Как-то на Сталинградском фронте Долматовский подарил мне свой стихотворный сборник, сделав надпись, показавшуюся мне тогда странной: «Не устроит хлеб никого без томика Хлебникова». «Хлебников был чемпион» — быть может, и преувеличение, едва ли Шкловскому пришло бы в голову ставить его выше Блока или Маяковского; речь идет о поистине вулканической, неиссякаемой и дерзновенной энергии формы и словотворчества. Но насколько же эмоциональность Шкловского продуктивнее, чем та унылая характеристика, которую Симонов в пылу разоблачений дал Хлебникову: «…представитель буржуазного декаданса, дошедшего в его лице до полного распада личности».

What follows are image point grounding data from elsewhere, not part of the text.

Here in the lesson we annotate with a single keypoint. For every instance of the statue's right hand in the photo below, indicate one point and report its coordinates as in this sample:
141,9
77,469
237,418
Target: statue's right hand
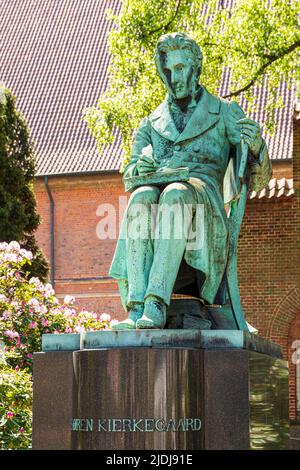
146,164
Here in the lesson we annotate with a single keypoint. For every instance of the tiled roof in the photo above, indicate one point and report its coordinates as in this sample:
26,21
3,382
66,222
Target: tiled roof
53,56
276,188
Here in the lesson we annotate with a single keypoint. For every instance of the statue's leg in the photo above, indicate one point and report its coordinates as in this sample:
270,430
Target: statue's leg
139,251
177,205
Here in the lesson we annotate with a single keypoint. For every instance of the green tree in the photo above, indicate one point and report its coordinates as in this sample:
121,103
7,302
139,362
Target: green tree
18,216
257,40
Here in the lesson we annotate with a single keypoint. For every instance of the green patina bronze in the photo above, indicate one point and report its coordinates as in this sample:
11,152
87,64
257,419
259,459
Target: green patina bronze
195,150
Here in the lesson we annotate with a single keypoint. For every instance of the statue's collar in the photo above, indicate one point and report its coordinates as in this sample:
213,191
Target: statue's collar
205,115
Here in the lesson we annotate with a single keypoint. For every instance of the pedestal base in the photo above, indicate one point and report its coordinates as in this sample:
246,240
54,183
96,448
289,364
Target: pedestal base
193,390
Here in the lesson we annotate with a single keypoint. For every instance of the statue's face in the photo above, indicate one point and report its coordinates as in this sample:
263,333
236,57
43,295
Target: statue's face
178,68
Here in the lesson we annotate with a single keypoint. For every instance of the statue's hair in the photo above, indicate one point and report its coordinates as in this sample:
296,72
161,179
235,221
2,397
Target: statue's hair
177,41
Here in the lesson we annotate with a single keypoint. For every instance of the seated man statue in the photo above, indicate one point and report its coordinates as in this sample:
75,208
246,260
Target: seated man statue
186,143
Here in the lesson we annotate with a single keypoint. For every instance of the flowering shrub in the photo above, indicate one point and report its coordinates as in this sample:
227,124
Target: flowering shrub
15,406
29,308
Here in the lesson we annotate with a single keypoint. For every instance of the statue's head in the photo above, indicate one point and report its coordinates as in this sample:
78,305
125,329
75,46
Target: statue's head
178,60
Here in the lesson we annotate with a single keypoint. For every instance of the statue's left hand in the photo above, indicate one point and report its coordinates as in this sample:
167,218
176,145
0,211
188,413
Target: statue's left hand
251,133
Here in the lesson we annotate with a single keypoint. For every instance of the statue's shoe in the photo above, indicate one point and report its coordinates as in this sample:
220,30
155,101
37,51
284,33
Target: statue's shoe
154,316
130,322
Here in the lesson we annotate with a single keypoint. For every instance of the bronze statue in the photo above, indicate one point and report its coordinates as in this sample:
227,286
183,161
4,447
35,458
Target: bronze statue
195,150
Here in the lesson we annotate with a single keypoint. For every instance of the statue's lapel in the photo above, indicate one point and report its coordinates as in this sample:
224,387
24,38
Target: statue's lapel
163,123
205,116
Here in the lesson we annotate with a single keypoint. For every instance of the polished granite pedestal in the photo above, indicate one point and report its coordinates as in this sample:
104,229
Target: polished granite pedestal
160,390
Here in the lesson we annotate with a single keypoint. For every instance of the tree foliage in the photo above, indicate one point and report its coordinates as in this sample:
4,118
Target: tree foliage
257,40
18,216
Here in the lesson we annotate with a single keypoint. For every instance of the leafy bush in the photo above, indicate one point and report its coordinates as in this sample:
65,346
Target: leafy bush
15,406
28,309
18,216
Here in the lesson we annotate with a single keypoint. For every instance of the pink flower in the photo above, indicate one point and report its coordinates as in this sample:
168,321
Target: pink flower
11,334
68,330
79,329
14,246
69,299
105,317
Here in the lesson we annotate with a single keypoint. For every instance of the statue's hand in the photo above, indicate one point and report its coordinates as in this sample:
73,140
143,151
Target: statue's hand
146,164
251,133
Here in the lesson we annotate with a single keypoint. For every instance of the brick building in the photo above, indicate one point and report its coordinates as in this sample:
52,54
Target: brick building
54,58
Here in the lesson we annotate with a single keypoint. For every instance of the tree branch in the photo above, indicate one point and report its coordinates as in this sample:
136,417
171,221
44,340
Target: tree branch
164,26
272,58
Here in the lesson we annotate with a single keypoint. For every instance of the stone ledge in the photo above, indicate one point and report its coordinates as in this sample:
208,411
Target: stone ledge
182,339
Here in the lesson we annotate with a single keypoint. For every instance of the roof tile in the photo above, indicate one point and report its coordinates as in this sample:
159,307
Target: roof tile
54,57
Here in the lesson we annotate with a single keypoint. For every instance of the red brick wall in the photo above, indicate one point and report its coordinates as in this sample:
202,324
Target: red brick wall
268,263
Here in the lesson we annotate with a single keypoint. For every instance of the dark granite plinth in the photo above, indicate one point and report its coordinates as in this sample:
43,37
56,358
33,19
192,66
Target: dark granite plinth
159,390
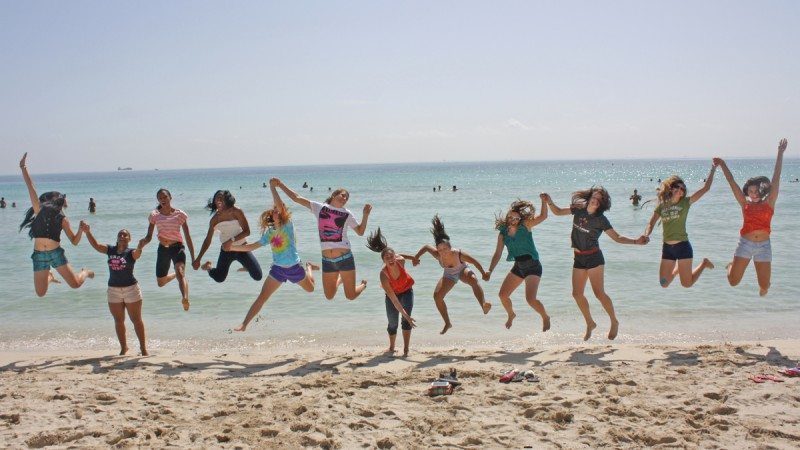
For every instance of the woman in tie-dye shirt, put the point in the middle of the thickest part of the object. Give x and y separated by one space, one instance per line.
278 233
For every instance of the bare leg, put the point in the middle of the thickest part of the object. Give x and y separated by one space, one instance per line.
510 284
469 278
736 270
351 291
442 288
135 313
118 312
763 273
531 289
579 278
596 278
267 289
74 281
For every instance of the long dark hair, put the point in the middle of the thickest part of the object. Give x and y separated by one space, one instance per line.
50 203
581 199
377 243
439 235
227 197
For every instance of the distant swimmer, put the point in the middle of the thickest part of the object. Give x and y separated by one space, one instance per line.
635 198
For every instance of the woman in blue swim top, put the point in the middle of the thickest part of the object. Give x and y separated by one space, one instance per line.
277 232
46 220
454 265
515 233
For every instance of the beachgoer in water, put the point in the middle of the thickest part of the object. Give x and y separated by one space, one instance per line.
588 223
46 220
515 229
757 199
170 221
229 220
333 219
397 284
635 198
124 293
277 232
672 210
454 262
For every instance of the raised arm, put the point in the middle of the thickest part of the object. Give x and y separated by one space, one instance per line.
702 191
302 201
101 248
737 192
641 240
29 183
362 227
555 209
776 175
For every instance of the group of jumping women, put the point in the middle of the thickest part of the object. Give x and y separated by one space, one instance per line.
46 221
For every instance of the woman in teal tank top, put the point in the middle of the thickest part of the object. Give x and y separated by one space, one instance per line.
515 234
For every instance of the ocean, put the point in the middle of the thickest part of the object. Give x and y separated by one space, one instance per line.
404 201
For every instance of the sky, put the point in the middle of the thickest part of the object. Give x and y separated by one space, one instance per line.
93 85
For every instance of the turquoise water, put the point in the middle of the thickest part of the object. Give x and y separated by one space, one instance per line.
403 204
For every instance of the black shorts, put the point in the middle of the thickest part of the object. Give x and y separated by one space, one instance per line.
674 252
174 253
589 261
525 266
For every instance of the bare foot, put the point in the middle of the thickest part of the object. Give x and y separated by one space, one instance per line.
589 328
510 320
612 333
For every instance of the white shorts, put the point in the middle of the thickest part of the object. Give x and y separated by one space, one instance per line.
127 294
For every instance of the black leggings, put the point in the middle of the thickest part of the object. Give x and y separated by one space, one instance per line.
247 259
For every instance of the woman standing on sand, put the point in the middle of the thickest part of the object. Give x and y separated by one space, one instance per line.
230 221
333 219
588 223
397 284
515 234
673 209
757 199
277 232
454 262
46 220
170 221
123 289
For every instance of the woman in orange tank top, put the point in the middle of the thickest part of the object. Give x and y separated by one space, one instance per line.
397 283
757 198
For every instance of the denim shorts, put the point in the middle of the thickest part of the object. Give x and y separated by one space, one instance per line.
44 260
342 263
295 274
674 252
758 251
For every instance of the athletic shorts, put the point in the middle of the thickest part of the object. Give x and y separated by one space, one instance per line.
525 266
174 253
44 260
127 294
589 261
674 252
757 251
342 263
294 274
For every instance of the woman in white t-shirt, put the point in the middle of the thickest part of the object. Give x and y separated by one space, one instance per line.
338 265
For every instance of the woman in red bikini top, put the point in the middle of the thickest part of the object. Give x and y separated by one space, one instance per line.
396 283
757 199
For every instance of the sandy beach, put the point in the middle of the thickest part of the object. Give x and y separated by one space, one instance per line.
586 397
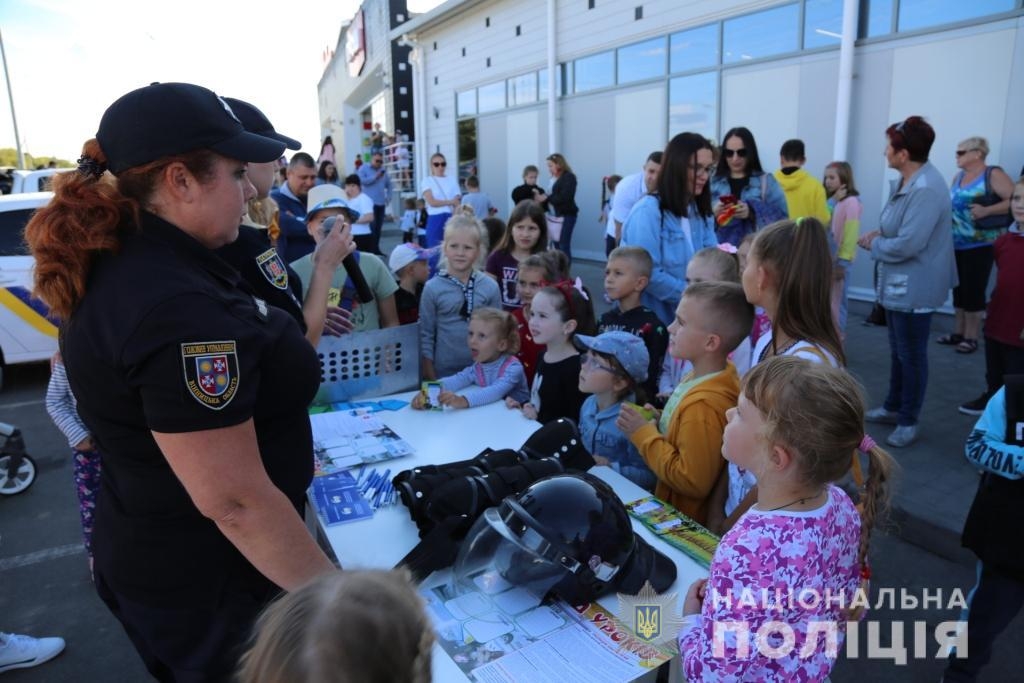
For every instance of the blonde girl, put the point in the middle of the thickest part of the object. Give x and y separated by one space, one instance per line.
343 626
535 271
844 202
557 312
797 425
496 372
525 235
788 273
451 297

И это — Симонов, переводчик Киплинга и грузинской поэзии, Симонов-поэт, человек храбрый, благородный и сострадающий! Какой же должна быть отчаянная, неотпускающая сила сталинских пеевдодиалектических прописей, чтобы ему вдруг опуститься до рапповской вульгарной фразеологии. Долго, до конца жизни, прожигали Симонову душу несправедливые слова о мертвом Хлебникове. Мы — живые — возвращались к делам, раны, нанесенные нам, затягивались. Но мертвого «буржуазного декадента» Хлебникова не забыть было и Симонову-труженику, заполнявшему делом всякую минуту своей полубессонной жизни.